Some paths on the site don’t belong to this app. They go to another host – a second backend behind the same domain – and nginx forwards them with a proxy_pass, POST and headers and all. It works, and for months I don’t think about it.
Then the other host goes down for a few minutes. The requests to it fail while it’s down – there’s nothing to forward to. That part I expect.
What I don’t expect: the host comes back, and the requests keep failing. The backend is up. I can curl it directly from the same machine. But nginx, sitting right there, keeps handing back errors for those paths as if nothing changed.

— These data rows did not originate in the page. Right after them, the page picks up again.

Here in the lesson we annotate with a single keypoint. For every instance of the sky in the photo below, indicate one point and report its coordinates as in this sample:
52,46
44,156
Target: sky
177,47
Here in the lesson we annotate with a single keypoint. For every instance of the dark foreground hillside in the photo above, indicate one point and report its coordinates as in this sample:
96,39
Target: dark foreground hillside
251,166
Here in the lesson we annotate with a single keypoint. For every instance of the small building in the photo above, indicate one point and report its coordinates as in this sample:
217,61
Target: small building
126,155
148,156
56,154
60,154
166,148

The fix is stupid and total. nginx -s reload, and the dead path is alive again instantly – no config change, the same config that was failing a second ago. Reloading is the only thing that brings it back.

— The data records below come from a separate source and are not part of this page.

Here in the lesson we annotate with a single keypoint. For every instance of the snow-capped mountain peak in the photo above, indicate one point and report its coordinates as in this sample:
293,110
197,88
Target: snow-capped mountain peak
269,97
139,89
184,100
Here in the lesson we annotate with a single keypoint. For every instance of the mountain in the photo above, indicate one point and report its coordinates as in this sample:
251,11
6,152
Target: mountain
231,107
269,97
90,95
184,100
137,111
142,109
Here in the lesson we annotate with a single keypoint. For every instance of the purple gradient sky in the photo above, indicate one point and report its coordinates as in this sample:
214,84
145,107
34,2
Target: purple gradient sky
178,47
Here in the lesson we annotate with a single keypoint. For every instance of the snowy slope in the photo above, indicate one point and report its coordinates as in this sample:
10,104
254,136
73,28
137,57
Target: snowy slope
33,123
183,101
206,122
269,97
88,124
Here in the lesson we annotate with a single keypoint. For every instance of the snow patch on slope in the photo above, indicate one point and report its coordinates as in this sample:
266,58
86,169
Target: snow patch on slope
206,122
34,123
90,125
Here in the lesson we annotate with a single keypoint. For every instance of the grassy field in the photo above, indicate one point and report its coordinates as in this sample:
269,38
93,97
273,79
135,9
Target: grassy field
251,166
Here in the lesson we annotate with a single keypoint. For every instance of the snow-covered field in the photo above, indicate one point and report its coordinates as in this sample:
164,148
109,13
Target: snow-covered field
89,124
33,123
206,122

My guess is that nginx resolved the host’s name once, when it loaded the config, and kept the answer for the life of the process. While the backend was down it went on dialing the address it had resolved at boot, and when the host came back at a different one, nginx had no reason to look again. A reload is the only thing that makes it look again.
I haven’t proven it. The shape of the fix is a resolver and the hostname behind a variable, so nginx re-resolves on a TTL instead of once at startup. For now I have a reload and a note to myself.
What I keep turning over is that nothing recovered on its own. The backend recovered. The proxy in front of it did not. A backend coming back is not the same as the thing in front of it noticing.